Dans le cadre du projet Reporteurs étudiants 2017, nos reporteurs ont eu, entre autres, à rédiger des comptes rendus de conférences. Ce compte rendu a été rédigé par Christine Turgeon.

Témoins des conversations de couloirs au congrès, nous avons surpris quelques archivistes aborder la question de l’évaluation monétaire et de ses difficultés. Plusieurs ont affirmé se sentir dépassés par cet aspect de leur travail et avoir recours à des évaluateurs externes afin de répondre à leurs besoins. Pendant plusieurs années, ce fut aussi le cas de BAnQ qui, par souci d’économie, a choisi à l’automne 2007 de former une équipe d’évaluateurs pour ses archives. Celle-ci n’intervient pas dans toutes les situations d’évaluation (selon la valeur présumée de l’évaluation ou la nature des documents qui nécessite parfois un avis spécialisé). Par contre, elle permet d’alléger le fardeau économique relié à l’embauche de spécialistes externes. Avec le temps, les archivistes siégeant au comité d’évaluation de BAnQ ont développé une expertise dont ont pu profiter les participants de l’atelier-conférence, La pratique de l’évaluation monétaire à l’interne grâce à Sophie Morel et Hélène Fortier.

Crédit: Isabelle Dion

L’activité s’est déroulée en deux temps. D’abord, les conférencières ont fait un tour d’horizon de l’évaluation monétaire en abordant la méthodologie, les outils et les ressources nécessaires à leur travail. Ensuite, les participants ont pu tester leur compréhension en examinant des ensembles documentaires et en tentant d’évaluer leur juste valeur marchande. L’application concrète de leurs explications était primordiale pour nos animatrices, l’évaluation monétaire étant trop souvent abordée d’un point de vue purement théorique. Or, c’est seulement par la mise en pratique que l’on acquiert les réflexes et les connaissances nécessaires à une évaluation juste et réussie. Dans le cadre de ce compte-rendu, il nous est malheureusement impossible de vous faire bénéficier des avantages pratiques de cet atelier. Toutefois, ils ont permis à notre reporter et aux congressistes de mieux intégrer la partie théorique qui vous sera livrée ici.

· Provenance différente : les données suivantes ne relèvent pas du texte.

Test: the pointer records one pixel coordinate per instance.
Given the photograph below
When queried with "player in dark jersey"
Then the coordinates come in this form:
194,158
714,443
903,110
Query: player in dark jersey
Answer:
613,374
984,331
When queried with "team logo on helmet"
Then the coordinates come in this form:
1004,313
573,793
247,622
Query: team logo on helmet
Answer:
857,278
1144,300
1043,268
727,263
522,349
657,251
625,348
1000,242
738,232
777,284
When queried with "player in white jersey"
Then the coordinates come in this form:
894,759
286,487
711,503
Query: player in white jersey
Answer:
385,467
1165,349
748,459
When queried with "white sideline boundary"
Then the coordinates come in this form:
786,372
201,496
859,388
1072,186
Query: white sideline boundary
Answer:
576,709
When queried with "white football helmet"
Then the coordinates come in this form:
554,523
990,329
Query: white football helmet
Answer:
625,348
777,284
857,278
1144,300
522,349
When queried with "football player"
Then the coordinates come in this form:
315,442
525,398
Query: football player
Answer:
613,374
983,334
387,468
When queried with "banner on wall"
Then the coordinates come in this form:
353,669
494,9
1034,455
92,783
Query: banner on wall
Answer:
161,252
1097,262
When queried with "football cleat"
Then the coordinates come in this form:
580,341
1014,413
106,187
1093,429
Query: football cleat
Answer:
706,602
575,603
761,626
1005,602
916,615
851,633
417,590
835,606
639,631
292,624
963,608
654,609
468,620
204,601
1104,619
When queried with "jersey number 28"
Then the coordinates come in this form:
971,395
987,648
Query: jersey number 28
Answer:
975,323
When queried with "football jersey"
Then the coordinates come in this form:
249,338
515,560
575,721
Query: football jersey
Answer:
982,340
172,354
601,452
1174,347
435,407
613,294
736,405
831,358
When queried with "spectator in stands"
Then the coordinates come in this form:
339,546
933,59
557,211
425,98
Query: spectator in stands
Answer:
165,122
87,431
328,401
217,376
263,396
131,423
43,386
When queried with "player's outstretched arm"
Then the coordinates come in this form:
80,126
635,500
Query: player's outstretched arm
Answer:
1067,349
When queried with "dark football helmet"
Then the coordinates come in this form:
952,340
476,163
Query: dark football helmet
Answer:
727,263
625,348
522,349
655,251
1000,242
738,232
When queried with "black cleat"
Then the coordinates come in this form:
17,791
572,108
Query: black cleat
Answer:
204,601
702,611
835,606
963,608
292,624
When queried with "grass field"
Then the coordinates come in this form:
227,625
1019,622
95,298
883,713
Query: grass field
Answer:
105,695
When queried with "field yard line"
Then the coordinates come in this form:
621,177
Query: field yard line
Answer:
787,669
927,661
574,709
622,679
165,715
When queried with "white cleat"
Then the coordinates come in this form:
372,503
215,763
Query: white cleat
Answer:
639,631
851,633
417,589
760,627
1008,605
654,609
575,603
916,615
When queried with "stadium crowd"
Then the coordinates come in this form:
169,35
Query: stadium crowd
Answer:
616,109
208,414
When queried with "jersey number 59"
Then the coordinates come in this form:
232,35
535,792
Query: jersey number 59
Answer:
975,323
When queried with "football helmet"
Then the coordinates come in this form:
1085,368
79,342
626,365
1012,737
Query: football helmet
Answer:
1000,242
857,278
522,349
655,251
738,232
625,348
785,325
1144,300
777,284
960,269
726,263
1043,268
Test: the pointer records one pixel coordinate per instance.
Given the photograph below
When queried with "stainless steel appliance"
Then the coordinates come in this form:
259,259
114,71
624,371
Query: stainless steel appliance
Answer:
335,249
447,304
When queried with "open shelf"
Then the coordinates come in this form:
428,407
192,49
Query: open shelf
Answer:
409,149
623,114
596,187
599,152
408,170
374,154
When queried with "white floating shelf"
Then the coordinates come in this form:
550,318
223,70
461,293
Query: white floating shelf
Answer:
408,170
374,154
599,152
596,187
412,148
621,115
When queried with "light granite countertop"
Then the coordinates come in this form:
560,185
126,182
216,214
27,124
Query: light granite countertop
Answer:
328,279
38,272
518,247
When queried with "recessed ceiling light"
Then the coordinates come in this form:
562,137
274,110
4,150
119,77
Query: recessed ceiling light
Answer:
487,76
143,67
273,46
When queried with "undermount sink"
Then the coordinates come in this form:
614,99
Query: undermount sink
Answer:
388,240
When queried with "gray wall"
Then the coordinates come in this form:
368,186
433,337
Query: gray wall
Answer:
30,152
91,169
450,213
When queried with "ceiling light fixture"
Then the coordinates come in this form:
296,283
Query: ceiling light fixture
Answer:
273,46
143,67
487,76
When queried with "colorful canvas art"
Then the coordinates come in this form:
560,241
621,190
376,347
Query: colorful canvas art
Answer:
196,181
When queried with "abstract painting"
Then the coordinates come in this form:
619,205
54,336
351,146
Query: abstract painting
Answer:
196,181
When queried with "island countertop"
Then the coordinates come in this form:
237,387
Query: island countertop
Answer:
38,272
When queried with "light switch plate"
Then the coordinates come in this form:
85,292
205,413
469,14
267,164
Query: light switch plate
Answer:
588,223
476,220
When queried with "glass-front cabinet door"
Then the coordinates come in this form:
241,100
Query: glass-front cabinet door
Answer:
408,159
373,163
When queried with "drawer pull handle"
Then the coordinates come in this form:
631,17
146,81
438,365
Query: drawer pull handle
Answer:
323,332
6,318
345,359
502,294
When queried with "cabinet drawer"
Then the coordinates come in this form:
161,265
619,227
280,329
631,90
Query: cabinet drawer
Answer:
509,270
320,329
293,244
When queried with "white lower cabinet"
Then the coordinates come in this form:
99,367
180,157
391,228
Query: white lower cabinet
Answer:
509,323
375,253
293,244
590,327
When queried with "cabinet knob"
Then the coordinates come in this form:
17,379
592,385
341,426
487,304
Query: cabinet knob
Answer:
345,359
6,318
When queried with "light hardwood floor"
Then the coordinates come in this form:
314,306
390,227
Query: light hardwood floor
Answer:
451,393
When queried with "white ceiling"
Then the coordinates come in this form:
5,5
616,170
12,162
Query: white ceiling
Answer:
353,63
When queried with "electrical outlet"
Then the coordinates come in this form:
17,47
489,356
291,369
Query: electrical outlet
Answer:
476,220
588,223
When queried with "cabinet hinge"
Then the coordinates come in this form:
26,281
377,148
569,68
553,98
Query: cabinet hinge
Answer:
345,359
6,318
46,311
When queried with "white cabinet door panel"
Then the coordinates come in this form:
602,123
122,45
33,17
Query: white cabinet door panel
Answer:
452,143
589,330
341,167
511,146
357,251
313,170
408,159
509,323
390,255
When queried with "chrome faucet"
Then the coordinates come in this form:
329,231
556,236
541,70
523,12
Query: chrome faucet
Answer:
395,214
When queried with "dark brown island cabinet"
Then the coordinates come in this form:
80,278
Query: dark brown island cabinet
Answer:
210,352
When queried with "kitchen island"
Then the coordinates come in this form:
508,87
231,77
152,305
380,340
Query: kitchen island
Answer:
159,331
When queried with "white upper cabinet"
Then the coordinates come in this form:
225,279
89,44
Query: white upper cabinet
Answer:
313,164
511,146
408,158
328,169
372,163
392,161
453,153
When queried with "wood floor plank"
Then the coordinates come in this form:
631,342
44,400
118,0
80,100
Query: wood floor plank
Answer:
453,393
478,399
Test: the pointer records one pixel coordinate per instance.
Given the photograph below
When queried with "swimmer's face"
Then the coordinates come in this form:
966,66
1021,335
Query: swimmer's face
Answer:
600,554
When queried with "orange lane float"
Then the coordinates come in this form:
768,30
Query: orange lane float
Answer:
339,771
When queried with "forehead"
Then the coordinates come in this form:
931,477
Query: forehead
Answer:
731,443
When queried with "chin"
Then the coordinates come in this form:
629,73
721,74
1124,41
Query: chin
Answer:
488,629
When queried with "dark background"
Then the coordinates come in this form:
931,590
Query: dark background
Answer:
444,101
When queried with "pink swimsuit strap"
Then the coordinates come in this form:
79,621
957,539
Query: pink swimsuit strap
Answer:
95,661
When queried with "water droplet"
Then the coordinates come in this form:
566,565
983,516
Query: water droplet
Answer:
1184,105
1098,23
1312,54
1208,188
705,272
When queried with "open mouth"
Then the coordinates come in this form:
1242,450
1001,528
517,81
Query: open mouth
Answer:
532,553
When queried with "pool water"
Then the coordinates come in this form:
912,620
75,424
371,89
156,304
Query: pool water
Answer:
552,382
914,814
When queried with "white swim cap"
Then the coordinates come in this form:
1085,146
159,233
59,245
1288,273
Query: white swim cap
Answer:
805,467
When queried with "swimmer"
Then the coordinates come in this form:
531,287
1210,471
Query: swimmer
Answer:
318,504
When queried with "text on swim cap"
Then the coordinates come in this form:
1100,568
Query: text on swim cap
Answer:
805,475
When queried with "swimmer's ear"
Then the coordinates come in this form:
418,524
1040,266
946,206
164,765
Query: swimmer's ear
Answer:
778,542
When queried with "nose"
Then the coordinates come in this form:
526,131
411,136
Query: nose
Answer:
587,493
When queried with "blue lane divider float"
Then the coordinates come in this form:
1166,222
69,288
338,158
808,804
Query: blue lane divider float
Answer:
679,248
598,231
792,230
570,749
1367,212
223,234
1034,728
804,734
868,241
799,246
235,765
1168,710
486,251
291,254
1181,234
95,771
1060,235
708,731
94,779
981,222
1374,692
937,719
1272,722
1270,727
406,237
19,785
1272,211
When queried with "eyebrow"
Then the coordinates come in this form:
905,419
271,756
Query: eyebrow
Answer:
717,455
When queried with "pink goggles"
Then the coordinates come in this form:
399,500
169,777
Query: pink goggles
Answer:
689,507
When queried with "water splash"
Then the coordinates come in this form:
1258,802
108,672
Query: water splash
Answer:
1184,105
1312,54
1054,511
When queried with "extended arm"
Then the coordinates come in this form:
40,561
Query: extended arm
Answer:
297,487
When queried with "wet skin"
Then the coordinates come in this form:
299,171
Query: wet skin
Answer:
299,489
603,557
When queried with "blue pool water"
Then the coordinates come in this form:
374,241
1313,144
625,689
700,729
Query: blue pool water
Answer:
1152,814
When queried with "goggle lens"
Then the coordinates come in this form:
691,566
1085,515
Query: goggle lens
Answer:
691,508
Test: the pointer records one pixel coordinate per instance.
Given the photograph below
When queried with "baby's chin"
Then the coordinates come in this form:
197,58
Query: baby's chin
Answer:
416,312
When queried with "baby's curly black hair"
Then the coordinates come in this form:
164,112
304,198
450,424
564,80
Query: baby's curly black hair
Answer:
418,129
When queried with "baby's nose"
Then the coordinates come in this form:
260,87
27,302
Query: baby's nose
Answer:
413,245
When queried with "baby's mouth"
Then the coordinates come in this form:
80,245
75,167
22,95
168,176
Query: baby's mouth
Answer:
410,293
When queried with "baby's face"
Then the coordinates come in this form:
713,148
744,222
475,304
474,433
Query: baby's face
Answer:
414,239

En premier lieu, il convient de rappeler les motifs qui justifient une évaluation monétaire. Au Québec, la loi fiscale permet à tout donateur d’archives d’obtenir des avantages fiscaux à la réception d’un reçu émis par le centre d’archives. De plus, il peut arriver, dans différentes situations (prêts, exposition, etc.), qu’un ensemble documentaire doive profiter d’une couverture d’assurances. Dans ces perspectives, une évaluation de la juste valeur marchande de ces documents est essentielle. Nous pouvons admettre que l’évaluation monétaire n’est pas un passage obligé pour tous les fonds d’archives et que, par conséquent, certains n’en feront jamais l’objet. Par ailleurs, l’évaluation monétaire concerne exclusivement les archives définitives. Tous les archivistes ne seront donc pas appelés à l’effectuer dans le cadre de leur travail, d’autant plus qu’elle est souvent réalisée par des experts externes, tel que nous l’avons mentionné. Cependant, dans un contexte où les ressources financières sont limitées dans la majorité des centres d’archives, il peut être utile d’en connaître les bases.

Crédit: Isabelle Dion

Dans ces circonstances, l’archiviste qui effectue une évaluation monétaire doit se préparer. Marcel Caya explique que l’évaluation archivistique doit précéder toute évaluation monétaire. C’est pourquoi le rôle de l’archiviste est primordial à toutes actions entreprises avant l’évaluation monétaire. De ce fait, il veillera à effectuer le traitement archivistique complet de l’ensemble documentaire le plus rapidement possible (la loi fiscale stipule un délai maximal de cinq ans pour l’émission du reçu d’impôt). En plus de fournir une description précise du contenu du fonds, ce traitement permettra à l’archiviste d’identifier les documents ou les séries de documents d’intérêt, épargnant ainsi beaucoup de temps à l’évaluateur. À BAnQ, la première partie de l’évaluation sera remplie par l’archiviste, celui-ci inclura des informations issues des dossiers d’acquisition et de traitement et renseignera l’évaluateur sur les documents soumis à l’évaluation. Il est important d’aviser le donateur que tous les documents qui ont fait l’objet du don ne seront pas nécessairement évalués, on s’attardera seulement aux documents qui ont passé le traitement archivistique. L’archiviste s’assurera aussi de rendre le fonds accessible pour l’évaluation et de mentionner l’équipement nécessaire à la consultation des documents. C’est alors que l’évaluateur entre en jeu. Sophie Morel précisait : « Alors, on enlève son chapeau d’archiviste et on met celui d’évaluateur. » Il faut effectivement appréhender l’ensemble documentaire sous un œil différent de celui auquel nous sommes habitués. D’ailleurs, les participants ont pu expérimenter cette difficulté lors de l’atelier pratique : il ne faut pas évaluer la valeur patrimoniale du fonds, mais plutôt s’attarder à sa valeur monétaire. Notons au passage que par un souci de transparence qui élimine toute forme de conflit d’intérêts, l’archiviste qui aura acquis un fonds sera exclu de toute discussion relative à son évaluation monétaire. Par conséquent, l’évaluation monétaire nécessite une certaine préparation de la part des évaluateurs.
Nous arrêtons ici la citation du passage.